The way this problem has traditionally been tackled, in many places, is through punishment: we will find you and will fine you. Legions of law enforcement people would be needed. And it has been tried, not surprisingly, to minor affect.
At some point, a little Copernican revolution in behavioural terms took place. New York was one of these. Instead of deploying resources to find the perpetrators (and continue to find windows broken and graffiti on the walls and subways), the authorities diverted resource to fixing the windows and cleaning graffiti (notably on the New York subway). And they did this faster than the perpetrators could imagine.
In my trade, in behavioural terms, we would say they removed the reinforcement. Since any behaviour (good or bad) stays there because it is reinforced, removing the visibility of the action (the train that has been cleaned overnight, the wall that is now white, the broken window that has now been replaced, and, will continue to be fixed/cleaned faster than you can break or paint …) defeats the purpose of the perpetrators. It was a resounding success!

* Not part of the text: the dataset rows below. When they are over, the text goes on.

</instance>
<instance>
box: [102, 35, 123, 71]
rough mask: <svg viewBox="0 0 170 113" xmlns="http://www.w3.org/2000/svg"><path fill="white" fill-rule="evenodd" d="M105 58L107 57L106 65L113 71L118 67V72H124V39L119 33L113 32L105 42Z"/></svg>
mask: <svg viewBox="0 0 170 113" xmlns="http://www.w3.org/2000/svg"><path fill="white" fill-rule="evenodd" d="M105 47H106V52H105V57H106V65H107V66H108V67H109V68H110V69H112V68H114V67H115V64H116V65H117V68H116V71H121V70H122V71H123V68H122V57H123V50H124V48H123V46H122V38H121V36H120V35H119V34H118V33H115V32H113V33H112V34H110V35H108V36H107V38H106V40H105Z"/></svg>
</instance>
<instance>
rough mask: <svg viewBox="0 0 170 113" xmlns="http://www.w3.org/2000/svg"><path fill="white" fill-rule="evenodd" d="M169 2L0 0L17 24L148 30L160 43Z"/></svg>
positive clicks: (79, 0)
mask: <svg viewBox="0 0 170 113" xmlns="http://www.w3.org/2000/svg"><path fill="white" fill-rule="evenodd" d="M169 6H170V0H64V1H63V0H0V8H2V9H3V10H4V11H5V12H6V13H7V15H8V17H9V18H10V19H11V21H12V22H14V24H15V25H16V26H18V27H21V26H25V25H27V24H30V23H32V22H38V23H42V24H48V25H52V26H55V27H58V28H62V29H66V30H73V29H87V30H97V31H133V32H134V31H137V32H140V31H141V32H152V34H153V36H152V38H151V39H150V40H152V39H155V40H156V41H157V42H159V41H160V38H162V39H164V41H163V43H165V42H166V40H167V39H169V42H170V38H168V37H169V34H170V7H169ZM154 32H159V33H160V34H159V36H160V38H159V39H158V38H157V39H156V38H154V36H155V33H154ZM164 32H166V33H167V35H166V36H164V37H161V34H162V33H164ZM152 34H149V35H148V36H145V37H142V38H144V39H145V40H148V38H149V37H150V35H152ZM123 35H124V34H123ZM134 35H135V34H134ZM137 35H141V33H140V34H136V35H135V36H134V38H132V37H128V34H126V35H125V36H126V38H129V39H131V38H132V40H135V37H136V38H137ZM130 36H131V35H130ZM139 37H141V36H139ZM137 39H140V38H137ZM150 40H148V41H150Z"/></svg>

I have applied the concept of Broken Windows to organizations for many years. I have seen other people using it more recently. In our Reboot! Accelerator, I describe it like this: ‘Broken windows’ in an organization are things (processes, routines, ways of doing things…) which are progressively ‘going down-hill’ without too much attention. For example, decisions may be made but progressively not followed up, or action plans after meetings generated but more and more people don’t read them, or ‘requests for input’ sent but progressively less and less people bother to respond. They may not be ‘terrible problems’ by themselves, but their lack of follow up, or implementation, or response (turning a blind eye) ‘says’ that it is OK to break not just a window, but more windows. Soon, the whole building could be vandalised’
I’m sure you can create your own list. Well, imagine if you apply New York techniques. It should be clear what to do.